Anthony J. O'Donnell: O'Malley placing children at risk
Gov. Martin O'Malley has taken public pride in his administration with regards to public safety. He has touted his self-styled successes, while ignoring the realities of his administration's mismanaged failures. Gov. O'Malley has promised Maryland many things, but the most troubling broken promises are those he made regarding the safety and security of our children.
Since the O'Malley administration took office, it has ignored at least three laws designed to protect our children from sexual predators and repeat abusers. Offenders have been released without the benefit of mental health risk assessments, required by a law passed in 2007. Child-sex offenders also have been released from prison and into our communities without the extended supervision required under another existing law intended to prevent future assaults. A board to be appointed by the governor, designed to create strategies for dealing with sexual offenders, has never even met under this administration.
Now the General Assembly is preparing again to enact laws to further protect our citizens and our children from the criminals who seek to do them harm. It is imperative upon the O'Malley administration to ensure that this time, the laws endorsed by the representatives of the people are carried out. We don't need the governor to propose new laws as much as we need him to enforce existing law.
Now consider the failures in Maryland's juvenile justice system. Since the O'Malley administration took office, there have been more than 100 escapes and AWOLs from Maryland's juvenile justice facilities. There have been numerous assaults on children in the care of the system and on employees of the department. In July, a juvenile being monitored by the department shot and critically wounded 5-year-old Raven Wyatt. Most recently, a teacher at the Cheltenham juvenile justice facility was murdered the suspect is a 13-year-old juvenile in department custody. These are serious indications of a dysfunctional and mismanaged system.
In a particularly horrifying survey released in January by the U.S. Department of Justice, more than 30 percent of youths at the Backbone Mountain Youth Center in Western Maryland reported being sexually victimized by staff. That survey interviewed youths at 195 facilities nationwide, and only six had sexual abuse rates of 30 percent or higher, with the Maryland facility being one of the worst in the country.

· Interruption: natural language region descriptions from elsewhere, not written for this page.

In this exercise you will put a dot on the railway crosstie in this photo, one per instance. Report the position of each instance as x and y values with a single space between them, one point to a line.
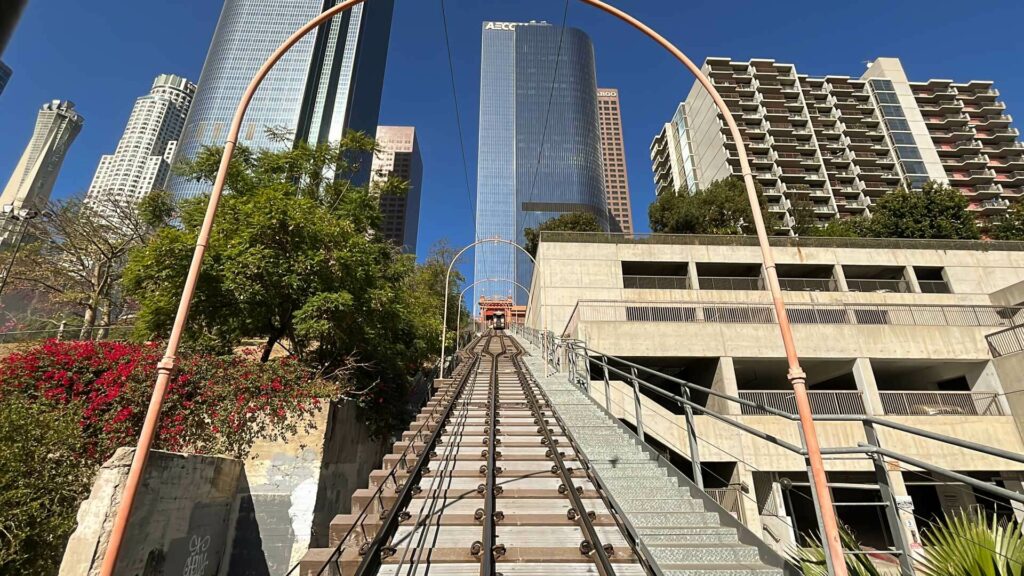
500 475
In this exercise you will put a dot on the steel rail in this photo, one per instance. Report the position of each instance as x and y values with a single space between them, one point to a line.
488 546
372 554
593 540
391 476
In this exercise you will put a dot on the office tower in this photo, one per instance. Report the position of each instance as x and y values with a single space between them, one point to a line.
10 12
33 180
141 162
329 83
837 144
616 183
535 163
399 158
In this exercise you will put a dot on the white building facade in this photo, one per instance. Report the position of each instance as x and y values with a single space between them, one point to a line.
31 184
142 160
836 144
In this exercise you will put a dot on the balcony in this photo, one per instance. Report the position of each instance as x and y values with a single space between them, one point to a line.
730 283
938 403
655 282
882 286
822 402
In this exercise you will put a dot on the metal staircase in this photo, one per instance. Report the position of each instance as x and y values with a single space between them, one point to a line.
505 474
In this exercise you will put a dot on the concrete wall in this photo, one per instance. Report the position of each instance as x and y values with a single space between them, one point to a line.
255 518
181 517
722 443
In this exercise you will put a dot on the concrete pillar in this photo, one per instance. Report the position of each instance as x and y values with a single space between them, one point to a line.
725 382
984 378
911 279
742 480
904 505
864 376
840 277
1014 482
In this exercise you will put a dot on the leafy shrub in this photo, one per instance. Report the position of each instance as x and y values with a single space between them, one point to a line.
41 484
973 543
214 405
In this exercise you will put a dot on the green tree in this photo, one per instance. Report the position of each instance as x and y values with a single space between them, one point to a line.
42 481
722 208
295 257
572 221
1009 225
936 211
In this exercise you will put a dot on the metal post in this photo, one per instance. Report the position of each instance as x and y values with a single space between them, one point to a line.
13 256
636 404
892 511
691 433
607 384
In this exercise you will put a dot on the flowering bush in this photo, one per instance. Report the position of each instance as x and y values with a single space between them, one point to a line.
213 404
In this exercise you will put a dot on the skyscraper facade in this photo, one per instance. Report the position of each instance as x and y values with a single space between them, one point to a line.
141 162
540 146
10 12
30 187
616 183
329 83
837 144
399 158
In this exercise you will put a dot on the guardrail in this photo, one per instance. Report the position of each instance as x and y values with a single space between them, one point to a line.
745 313
1007 341
822 402
582 364
940 403
655 282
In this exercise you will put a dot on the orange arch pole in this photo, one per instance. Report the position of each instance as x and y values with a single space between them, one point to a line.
167 364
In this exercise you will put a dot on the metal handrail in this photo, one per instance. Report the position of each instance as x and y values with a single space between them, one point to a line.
1004 342
871 448
377 497
834 314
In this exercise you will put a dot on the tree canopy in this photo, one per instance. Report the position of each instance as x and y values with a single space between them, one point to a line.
572 221
721 208
296 259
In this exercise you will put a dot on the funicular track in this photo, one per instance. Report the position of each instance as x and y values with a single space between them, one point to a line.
485 482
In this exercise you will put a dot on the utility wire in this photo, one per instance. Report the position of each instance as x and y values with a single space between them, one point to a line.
458 114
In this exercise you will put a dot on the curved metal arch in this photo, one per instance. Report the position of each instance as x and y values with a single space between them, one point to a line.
166 366
458 322
448 279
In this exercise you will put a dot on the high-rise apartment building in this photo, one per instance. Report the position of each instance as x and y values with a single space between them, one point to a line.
616 183
399 158
141 162
329 83
10 12
29 188
540 147
835 144
671 157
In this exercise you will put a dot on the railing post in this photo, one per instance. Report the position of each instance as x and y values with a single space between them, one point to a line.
607 384
892 511
636 404
691 434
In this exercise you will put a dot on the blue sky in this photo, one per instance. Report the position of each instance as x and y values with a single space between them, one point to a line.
104 54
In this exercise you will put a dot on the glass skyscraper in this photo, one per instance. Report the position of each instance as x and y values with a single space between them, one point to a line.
518 184
330 82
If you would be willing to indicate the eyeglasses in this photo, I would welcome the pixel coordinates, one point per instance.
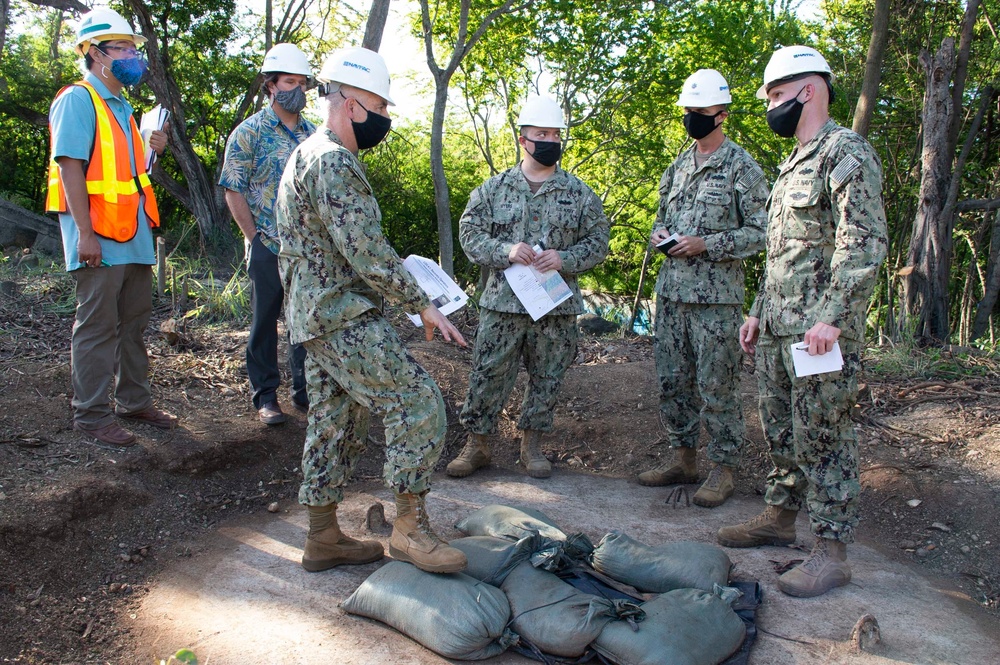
(127, 50)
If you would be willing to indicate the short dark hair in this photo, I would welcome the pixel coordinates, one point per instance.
(270, 77)
(88, 61)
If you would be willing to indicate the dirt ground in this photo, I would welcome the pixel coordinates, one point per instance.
(84, 528)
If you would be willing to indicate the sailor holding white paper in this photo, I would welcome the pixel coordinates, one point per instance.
(710, 217)
(826, 237)
(534, 214)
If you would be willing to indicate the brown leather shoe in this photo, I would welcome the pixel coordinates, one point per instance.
(112, 434)
(153, 416)
(271, 414)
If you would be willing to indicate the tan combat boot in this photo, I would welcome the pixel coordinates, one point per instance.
(475, 455)
(774, 526)
(825, 568)
(327, 546)
(414, 541)
(534, 461)
(682, 468)
(716, 489)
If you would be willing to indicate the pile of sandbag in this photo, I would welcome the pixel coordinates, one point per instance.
(552, 596)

Twice in the past two years, the House Republican Caucus has called for accountability from the administration for failures in the juvenile justice system. In July, the response from Department of Juvenile Services Secretary Donald DeVore to concerns that I and others in the legislature were raising about these problems indicated a complete denial of the mismanagement under his leadership. He led us to believe that reports of trouble in this badly broken system were exaggerated. This kind of response is hardly indicative of the kind of accountability promised by Gov. O'Malley.
The Department of Juvenile Services is an executive branch agency, and its secretary serves at the pleasure of the governor. The state of affairs at DJS is untenable, and it is time for the governor to act with resolve and executive leadership.
I have therefore called upon Gov. O'Malley to ask for the resignation of Secretary DeVore, and for him to appoint a new administrator and a new leadership team for the Department of Juvenile Services. The governor needs a department head who will respond to the failures of the system and, most importantly, the needs of the children in the system, the employees of the system and the community that depends on the system.
Gov. O'Malley's administration has failed in its essential duty to ensure public safety by adequately administering the Department of Juvenile Services. It must act to stop further damage to the children of Maryland in a mismanaged system.
Gov. O'Malley cannot be allowed to continue to choose what he will take credit for and what he will blame on others he must take credit for the whole of his administration's actions, or lack thereof, especially where public safety and juvenile services are concerned.
Del. Anthony J. O'Donnell (R-Dist. 29C) of Lusby is House minority leader in the General Assembly.